While plug-and-play is, generally, in the scope of DS-015, one should not expect it to be as extensive as in v0. Since we are talking about a distributed system, expecting it to be entirely plug-and-play is akin to expecting the autopilot firmware to write itself.

I think this is one point on which I disagree with @pavel.kirienko. I agree that it is very ambitious and perhaps impossible to make a 100% plug and play system while upholding the current design principles of UAVCANv1. However, I don’t think enough emphasis is being placed on pnp. As it currently stands, UAVCANv1 is only really situated to be leveraged by an experienced vehicular system/network designer. I think that UAVCAN has a scope bigger than that, and it would significantly stunt adoption to continue this mindset. Users of both PX4 and Ardupilot have enjoyed a very plug-and-play friendly architecture for many years now (being able to grab both supported and community-maintained flight controller boards, wire up sensors and peripherals to the ports, and get most equipment to “just work” with relatively little manual configuration), which is one of the reasons that someone can get involved with building autonomous vehicles without knowing the intricacies of how everything works. If, suddenly, every actuator, battery management system, external smart ADC/GNSS/etc required hours of reading its documentation in order to get a system up and running, there would be much less incentive to use it.

I think the spec and implementation of pnp should stay independent of both DS-015 and “APCAN” if that comes to be, and I’m interested in pursuing this further.

Usage semantics

I would appreciate it if @pavel.kirienko could improve the documentation regarding how message data definitions (DSDL) differs from the semantics of how the subject is being used. I hope that at least some of this can be automated with pnp in the future but using message data type names to represent the use of a subject, while perhaps the most obvious solution, is not very flexible.

P.S:

Then also run the DS-015 servo demo to see the embedded side of the same problem.

@pavel.kirienko This link seems to be broken?

pavel.kirienko · May 5, 2021, 10:24am

A post was merged into an existing topic: Handling mixed v0/v1 and Classic CAN / CAN FD networks

pavel.kirienko · May 5, 2021, 11:17am

Sure, but observe that many hardware products can support DS-015 by means of a mere software update. This should be the preferred way forward. Where this is impractical, non-idiomatic DS-015 (as suggested by Daniel) remains available as the alternative.

This is what the non-idiomatic DS-015 option is about though — if you must carry raw measurements, you can use the data types defined by DS-015 (or even UAVCAN v1 itself, see uavcan.si) directly.
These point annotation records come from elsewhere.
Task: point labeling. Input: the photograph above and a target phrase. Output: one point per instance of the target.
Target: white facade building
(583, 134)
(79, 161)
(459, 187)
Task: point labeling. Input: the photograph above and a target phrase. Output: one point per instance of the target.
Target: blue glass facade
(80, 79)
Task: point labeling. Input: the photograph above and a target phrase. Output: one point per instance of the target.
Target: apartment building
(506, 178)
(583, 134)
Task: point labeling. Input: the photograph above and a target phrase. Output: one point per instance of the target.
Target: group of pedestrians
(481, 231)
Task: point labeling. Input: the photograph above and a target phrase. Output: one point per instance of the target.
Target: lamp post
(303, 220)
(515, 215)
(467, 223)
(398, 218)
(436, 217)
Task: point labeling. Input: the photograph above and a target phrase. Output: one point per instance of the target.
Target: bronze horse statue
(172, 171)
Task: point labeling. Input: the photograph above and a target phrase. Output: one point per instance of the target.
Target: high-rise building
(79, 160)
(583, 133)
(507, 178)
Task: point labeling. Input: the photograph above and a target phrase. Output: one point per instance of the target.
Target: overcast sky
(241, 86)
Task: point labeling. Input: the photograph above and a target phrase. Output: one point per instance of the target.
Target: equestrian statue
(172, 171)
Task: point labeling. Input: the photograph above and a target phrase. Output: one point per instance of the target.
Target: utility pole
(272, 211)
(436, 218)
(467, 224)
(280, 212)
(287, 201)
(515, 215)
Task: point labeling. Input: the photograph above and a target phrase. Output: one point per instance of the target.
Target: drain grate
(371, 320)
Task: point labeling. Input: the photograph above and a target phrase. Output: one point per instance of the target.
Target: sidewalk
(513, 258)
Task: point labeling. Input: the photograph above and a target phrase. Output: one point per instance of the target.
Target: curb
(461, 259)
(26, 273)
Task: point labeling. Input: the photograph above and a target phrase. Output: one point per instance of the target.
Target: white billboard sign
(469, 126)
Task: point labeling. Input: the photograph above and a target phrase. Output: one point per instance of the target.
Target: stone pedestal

I hope we can construct an example airspeed sensor node with Andrew to demonstrate that this approach is viable.

I think you are overestimating the amount of manual configuration required to get a piece of basic hardware to work. If you open the servo demo (the link is valid btw, you just need to accept the invitation I just shared), you will see that connecting it to another system (which could be an autopilot or your laptop) only takes assigning a few numbers. This is comparable to configuring a slightly unconventional GNSS unit.

Regardless, we can resurrect the existing limited auto-configuration proposal that I mentioned, I just don’t think it should be a priority right now because we don’t have anything to apply it to.

Section “Semantic segregation” of the Guide is dedicated to this problem. I think it should help one understand the core idea by viewing subjects as objects (class instances) in an OOP program, and DSDL types as classes.

You define a class to model a concept, then you apply it to a concrete problem by creating an instance. Same goes with DSDL data types and subjects: you have a data type that models the kinematic state of a body. Then you create subject of this type to model the kinematic state of a particular mechanism on your robot.

“Using message data type names to represent the use of a subject” is valid in a very limited set of scenarios. In OOP these are called singletons.